Are fast fashion’s recycling programs all they are cracked up to be? Swedish fast fashion giant H&M, for instance, has spent countless dollars on massive campaigns advertising its various recycling programs, whether it be the World Recycling Week initiatives or its ongoing in-store clothing trade-in option (trade in clothes and receive 15% off your next H&M purchase). While H&M is – in theory – doing more than many other similarly situated brands, these types of recycling drives often prove to be more of a marketing effort than a game changer for the environment.
According to a statement from H&M, which has worked hard to position itself as a pioneer when it comes to sustainability (while holding the title of the second largest apparel retailer in the world): “H&M first launched the Garment Collecting program in 2013. The idea is simple: Bring your unwanted clothes (from any brand, in any condition) to your nearest H&M store. H&M will then make sure to give them a new life, by re-using them or recycling them, and in return you get vouchers to use at H&M. Everybody wins!”
But do such recycling initiatives, however promising on paper, really allow everyone to win? Not really. In fact, such initiatives more often than not fall victim to gross oversimplification, as the marketing for them is absent any context as to how they are actually executed.
As noted by Newsweek in September 2016, “Despite the impressive amount of marketing dollars the company pumped into World Recycle Week to promote the idea of recycling clothes—including the funding of a music video by M.I.A.—what H&M is doing is nothing special. Its salvaged clothing goes through almost the exact same process as garments donated to, say, Goodwill, or really anywhere else.”

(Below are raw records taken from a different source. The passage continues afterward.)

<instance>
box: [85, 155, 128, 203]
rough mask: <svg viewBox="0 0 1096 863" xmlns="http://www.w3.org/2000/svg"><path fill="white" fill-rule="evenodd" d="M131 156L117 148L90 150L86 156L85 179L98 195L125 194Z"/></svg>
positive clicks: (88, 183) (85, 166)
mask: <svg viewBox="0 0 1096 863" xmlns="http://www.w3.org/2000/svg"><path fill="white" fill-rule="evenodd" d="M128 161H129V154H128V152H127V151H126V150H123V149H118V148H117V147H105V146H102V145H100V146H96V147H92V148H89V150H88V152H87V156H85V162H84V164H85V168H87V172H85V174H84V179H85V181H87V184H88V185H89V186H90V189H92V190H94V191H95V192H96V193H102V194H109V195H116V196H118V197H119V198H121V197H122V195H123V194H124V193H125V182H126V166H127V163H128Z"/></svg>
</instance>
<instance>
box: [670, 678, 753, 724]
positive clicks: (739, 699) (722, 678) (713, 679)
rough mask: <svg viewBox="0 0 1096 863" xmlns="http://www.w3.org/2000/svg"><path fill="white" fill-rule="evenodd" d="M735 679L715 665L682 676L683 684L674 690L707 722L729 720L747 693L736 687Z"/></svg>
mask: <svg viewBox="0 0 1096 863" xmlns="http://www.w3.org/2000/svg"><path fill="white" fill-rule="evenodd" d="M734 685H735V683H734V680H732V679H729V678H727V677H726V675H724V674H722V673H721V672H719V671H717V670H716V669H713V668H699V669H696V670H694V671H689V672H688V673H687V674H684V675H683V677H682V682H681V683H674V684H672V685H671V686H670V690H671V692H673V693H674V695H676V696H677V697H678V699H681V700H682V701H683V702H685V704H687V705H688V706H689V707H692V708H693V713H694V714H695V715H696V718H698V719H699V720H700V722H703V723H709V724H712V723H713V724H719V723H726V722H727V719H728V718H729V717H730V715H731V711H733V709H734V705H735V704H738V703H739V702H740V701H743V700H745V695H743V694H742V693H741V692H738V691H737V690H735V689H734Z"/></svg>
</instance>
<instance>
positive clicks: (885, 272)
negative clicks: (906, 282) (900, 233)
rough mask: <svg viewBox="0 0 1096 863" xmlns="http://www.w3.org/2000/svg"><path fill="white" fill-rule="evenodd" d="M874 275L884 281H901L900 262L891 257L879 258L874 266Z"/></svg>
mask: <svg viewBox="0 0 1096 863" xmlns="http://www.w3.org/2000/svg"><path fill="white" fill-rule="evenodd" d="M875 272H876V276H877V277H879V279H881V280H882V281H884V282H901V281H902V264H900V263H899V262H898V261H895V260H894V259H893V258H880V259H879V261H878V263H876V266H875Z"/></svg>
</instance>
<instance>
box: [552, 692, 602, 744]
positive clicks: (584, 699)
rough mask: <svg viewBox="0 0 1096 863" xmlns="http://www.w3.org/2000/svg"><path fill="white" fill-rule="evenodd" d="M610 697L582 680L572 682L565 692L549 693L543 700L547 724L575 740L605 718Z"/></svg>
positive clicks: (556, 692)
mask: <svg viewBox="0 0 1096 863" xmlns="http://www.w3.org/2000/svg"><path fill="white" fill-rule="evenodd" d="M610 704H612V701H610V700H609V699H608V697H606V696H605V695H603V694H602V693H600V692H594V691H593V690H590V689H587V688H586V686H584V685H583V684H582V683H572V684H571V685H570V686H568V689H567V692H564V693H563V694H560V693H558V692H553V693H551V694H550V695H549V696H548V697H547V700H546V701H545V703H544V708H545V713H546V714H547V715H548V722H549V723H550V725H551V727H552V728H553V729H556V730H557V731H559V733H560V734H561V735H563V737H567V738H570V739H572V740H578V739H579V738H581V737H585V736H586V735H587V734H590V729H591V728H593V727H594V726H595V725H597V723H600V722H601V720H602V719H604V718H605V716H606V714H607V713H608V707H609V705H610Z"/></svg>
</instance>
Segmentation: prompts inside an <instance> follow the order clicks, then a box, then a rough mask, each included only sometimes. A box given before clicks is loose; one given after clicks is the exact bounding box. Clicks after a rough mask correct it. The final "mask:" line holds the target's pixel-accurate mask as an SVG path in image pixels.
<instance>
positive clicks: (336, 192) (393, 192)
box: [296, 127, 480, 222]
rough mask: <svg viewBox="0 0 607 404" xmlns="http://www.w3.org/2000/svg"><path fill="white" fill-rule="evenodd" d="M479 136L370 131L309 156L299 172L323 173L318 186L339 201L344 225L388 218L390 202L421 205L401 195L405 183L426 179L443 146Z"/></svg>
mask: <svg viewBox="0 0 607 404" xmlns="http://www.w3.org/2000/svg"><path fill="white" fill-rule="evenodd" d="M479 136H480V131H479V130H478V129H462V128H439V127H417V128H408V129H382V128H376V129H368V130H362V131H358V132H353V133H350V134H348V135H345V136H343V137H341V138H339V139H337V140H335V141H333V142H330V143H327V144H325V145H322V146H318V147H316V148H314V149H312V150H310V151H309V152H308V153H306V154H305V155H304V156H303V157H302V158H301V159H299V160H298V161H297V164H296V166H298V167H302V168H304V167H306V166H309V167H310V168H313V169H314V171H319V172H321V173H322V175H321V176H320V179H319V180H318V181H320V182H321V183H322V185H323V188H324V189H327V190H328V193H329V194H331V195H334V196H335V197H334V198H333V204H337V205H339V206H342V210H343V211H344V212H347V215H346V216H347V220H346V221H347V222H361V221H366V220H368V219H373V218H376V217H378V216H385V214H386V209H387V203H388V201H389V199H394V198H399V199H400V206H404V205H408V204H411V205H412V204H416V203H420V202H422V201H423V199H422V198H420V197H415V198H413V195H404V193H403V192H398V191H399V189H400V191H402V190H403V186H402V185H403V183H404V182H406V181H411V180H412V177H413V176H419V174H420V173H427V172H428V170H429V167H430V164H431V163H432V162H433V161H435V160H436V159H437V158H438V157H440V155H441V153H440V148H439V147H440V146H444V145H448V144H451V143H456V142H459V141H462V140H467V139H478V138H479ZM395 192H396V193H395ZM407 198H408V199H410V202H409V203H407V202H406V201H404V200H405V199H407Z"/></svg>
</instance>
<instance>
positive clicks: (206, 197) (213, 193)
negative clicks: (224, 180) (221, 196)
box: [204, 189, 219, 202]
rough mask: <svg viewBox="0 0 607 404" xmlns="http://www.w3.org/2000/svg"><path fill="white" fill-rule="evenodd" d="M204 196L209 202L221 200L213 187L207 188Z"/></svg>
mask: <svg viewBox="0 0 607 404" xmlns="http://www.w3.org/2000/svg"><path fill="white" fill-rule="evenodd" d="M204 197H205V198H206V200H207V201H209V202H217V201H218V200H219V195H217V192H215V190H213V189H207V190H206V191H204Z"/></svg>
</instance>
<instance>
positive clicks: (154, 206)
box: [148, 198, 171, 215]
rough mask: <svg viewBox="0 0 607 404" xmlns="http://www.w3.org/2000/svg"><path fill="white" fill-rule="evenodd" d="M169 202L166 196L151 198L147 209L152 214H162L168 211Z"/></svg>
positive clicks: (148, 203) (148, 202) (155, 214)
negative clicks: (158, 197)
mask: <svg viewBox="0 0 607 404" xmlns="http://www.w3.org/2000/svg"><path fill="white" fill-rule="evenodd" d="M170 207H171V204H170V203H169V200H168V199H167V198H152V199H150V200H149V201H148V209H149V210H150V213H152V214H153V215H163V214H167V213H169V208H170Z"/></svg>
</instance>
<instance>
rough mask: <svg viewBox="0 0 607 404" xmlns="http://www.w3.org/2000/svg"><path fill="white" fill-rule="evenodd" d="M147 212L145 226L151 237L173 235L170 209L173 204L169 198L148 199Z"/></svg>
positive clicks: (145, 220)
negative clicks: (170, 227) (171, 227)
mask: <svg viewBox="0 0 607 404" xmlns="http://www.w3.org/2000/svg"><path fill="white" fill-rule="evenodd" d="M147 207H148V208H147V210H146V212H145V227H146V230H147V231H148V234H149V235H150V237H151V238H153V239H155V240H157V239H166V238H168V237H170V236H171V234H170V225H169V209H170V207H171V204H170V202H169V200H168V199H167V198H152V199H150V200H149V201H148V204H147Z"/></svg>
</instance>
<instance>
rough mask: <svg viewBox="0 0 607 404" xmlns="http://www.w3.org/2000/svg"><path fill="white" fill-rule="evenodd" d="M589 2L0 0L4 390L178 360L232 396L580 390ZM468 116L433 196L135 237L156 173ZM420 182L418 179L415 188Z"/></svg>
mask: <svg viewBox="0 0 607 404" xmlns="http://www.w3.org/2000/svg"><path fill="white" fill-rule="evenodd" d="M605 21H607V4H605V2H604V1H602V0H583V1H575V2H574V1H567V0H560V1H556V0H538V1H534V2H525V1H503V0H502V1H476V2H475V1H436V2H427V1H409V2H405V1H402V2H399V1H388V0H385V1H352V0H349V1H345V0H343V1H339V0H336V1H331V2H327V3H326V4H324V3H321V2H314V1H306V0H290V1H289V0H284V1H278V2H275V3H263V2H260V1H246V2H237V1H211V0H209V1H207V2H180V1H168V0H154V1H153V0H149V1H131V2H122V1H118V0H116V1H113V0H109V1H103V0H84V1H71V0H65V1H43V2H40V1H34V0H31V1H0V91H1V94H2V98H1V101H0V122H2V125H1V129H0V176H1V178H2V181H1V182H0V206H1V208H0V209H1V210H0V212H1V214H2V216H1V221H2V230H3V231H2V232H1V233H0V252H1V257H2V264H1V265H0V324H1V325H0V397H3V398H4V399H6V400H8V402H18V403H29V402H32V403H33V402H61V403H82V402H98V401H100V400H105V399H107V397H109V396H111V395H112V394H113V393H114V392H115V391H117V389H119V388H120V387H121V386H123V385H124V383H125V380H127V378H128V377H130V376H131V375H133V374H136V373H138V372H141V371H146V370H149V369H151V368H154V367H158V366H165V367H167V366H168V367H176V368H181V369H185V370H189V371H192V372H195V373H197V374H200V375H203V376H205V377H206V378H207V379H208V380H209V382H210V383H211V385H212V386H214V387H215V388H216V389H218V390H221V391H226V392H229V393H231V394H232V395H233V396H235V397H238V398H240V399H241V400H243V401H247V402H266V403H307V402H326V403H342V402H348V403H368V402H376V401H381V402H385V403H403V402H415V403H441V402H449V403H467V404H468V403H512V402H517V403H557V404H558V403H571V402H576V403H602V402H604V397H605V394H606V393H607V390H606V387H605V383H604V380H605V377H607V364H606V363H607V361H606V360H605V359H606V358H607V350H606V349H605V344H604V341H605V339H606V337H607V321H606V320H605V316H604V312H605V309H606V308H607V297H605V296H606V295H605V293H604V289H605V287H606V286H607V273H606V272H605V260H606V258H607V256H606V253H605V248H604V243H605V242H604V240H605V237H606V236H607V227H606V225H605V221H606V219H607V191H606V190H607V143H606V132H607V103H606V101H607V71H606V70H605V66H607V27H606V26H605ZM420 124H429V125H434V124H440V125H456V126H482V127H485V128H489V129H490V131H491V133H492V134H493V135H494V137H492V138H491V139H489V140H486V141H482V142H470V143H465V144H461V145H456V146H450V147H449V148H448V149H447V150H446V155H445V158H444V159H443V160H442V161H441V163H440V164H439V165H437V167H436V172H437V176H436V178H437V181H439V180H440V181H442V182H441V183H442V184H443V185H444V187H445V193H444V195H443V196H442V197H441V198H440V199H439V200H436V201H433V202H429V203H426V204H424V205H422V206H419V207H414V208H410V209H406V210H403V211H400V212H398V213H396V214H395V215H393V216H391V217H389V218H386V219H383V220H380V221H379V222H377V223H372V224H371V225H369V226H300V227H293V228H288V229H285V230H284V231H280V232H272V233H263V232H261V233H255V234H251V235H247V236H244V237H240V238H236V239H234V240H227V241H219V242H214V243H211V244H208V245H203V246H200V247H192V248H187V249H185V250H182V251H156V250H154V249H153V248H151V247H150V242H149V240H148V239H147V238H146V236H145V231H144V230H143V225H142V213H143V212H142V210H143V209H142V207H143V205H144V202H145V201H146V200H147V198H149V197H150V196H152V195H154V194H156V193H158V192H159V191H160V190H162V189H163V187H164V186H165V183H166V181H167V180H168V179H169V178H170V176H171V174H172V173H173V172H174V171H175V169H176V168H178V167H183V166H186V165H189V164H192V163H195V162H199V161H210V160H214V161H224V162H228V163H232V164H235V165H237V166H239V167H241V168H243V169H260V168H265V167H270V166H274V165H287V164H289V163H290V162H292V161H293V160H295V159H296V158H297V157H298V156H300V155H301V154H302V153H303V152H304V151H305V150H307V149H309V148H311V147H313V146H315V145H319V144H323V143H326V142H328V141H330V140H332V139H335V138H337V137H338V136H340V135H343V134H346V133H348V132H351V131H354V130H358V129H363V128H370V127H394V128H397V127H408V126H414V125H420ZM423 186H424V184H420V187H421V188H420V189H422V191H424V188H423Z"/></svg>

Lucy Siegle, a journalist at The Guardian and a dedicated fashion sustainability advocate, has stated that it would take H&M up to 12 years to use 1,000 tons of the recycled clothing it collects. (Since 2013, the company says it has collected more than 25,000 tons of recycled garments).

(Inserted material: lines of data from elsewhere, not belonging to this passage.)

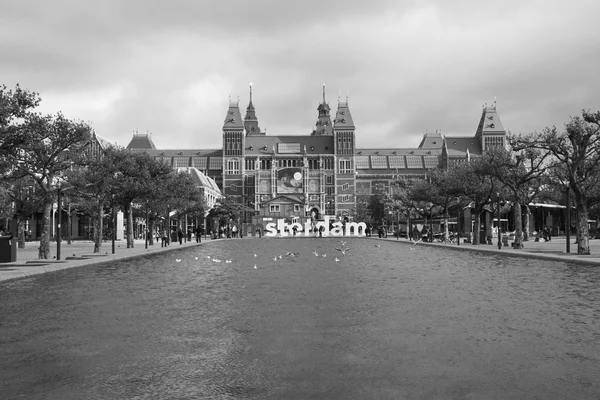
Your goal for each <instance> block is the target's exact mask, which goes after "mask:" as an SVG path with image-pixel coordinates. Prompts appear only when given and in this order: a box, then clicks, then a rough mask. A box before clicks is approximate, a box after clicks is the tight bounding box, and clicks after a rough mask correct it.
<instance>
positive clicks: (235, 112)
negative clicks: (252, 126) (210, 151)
mask: <svg viewBox="0 0 600 400" xmlns="http://www.w3.org/2000/svg"><path fill="white" fill-rule="evenodd" d="M244 139H245V138H244V123H243V120H242V114H241V113H240V107H239V100H238V102H232V101H231V100H230V101H229V109H228V110H227V115H226V116H225V121H224V122H223V194H225V195H227V196H231V197H232V198H234V199H235V200H236V201H237V202H240V203H241V202H242V201H243V196H242V195H243V193H244V183H243V182H244V181H243V179H242V176H243V173H244V171H243V168H244V162H243V160H244V145H245V140H244Z"/></svg>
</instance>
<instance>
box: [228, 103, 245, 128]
mask: <svg viewBox="0 0 600 400" xmlns="http://www.w3.org/2000/svg"><path fill="white" fill-rule="evenodd" d="M242 129H244V120H243V119H242V114H241V113H240V106H239V103H236V102H232V101H230V102H229V109H228V110H227V115H225V121H223V130H242Z"/></svg>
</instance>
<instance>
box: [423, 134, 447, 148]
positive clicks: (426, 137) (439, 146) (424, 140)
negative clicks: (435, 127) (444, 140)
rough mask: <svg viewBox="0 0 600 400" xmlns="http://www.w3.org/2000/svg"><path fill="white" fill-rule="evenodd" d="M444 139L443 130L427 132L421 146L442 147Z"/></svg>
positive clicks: (432, 147) (436, 147)
mask: <svg viewBox="0 0 600 400" xmlns="http://www.w3.org/2000/svg"><path fill="white" fill-rule="evenodd" d="M443 141H444V138H443V136H442V133H441V132H439V131H437V130H436V131H435V132H425V134H424V135H423V139H422V140H421V143H420V144H419V148H428V149H429V148H441V147H442V144H443Z"/></svg>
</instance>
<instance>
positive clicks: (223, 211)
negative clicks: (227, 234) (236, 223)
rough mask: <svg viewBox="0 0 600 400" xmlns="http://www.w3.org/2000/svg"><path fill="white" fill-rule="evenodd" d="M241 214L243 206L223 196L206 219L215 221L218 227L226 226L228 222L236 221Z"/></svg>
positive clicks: (242, 208) (217, 200) (216, 203)
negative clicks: (216, 221)
mask: <svg viewBox="0 0 600 400" xmlns="http://www.w3.org/2000/svg"><path fill="white" fill-rule="evenodd" d="M242 212H243V204H240V203H236V202H235V200H233V199H232V198H231V197H229V196H224V197H221V198H220V199H218V200H217V202H216V204H215V206H214V207H213V208H212V209H211V210H210V211H209V213H208V219H209V220H211V221H212V220H215V219H216V220H217V221H218V223H219V225H227V224H228V223H229V222H230V221H235V220H237V218H238V216H239V215H241V213H242ZM213 228H214V227H213Z"/></svg>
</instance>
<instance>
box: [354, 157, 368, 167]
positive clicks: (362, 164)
mask: <svg viewBox="0 0 600 400" xmlns="http://www.w3.org/2000/svg"><path fill="white" fill-rule="evenodd" d="M369 167H370V166H369V156H356V168H357V169H358V168H360V169H369Z"/></svg>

In case that is not telling enough, Newsweek – which asserts that the old-fashioned kind of recycling, donating and reselling of secondhand clothes “is basically a myth” – further notes, “Many secondhand stores will reject items from fast-fashion chains like Forever 21, H&M, Zara and Topshop. The inexpensive clothing is poor quality, with low resale value, and there’s just too much of it.”
And even when secondhand stores accept clothing donations, that does not mean your used garments are being sold or given to those in need. Instead, as Fashionista noted last year, “only a small portion — about 20 percent — of Americans’ used clothing, including those sent to consignment shops, are being sold at secondhand retail outlets and thrift stores in the U.S.” The rest is “shipped to developing areas like sub-Saharan Africa, South America and China where clothes are bought in 1,000-pound bales, sorted and then resold to the local populace, sometimes wreaking havoc on local industries by taking jobs away from local textile workers.”
Still yet, “another 45 percent is recycled through one of the U.S.’s 3,000-odd textile recycling facilities,” and the rest ends up in landfills. The best case scenario here – one would think – is the discarding of natural fibers, such as cotton, linen and silk (as distinct from completely synthetic, petroleum-based fabrics). But even that is ugly; “Natural fibers go through a lot of unnatural processes on their way to becoming clothing,” Jason Kibbey, CEO of the Sustainable Apparel Coalition, told Newsweek.
“They’ve been bleached, dyed, printed on, scoured in chemical baths.” Those chemicals can leach from the textiles and—in improperly sealed landfills—into groundwater.” Meanwhile, truly synthetic fibers (think: polyester, nylon and acrylic) take hundreds of years, if not a thousand, to biodegrade.
As such, the longstanding notion of “Buy Less. Buy Better.” still stands and is arguably more important than ever given the near-exponential rise in the amount of garments that are thrown away each year. Fast fashion retailers will continue to churn out tons of garments (literally and figuratively); the power of the individual actor in creating a wardrobe of clothing that is lasting and not disposable cannot be understated.
A movement away from buying cheap, low quality, trend-specific garments, wearing them for a short time, and discarding them and then starting the cycle all over again – without any remorse – will be born from a collective shift that requires individuals to begin to think about how we value clothing (and in connection therewith, the environment, as well as the wellbeing of the individuals making such items). Given the low success rates of these glorified recycling programs, an emphasis on buying garments we want to keep might prove a more useful tactic that we can all begin to (or continue to) engage in now.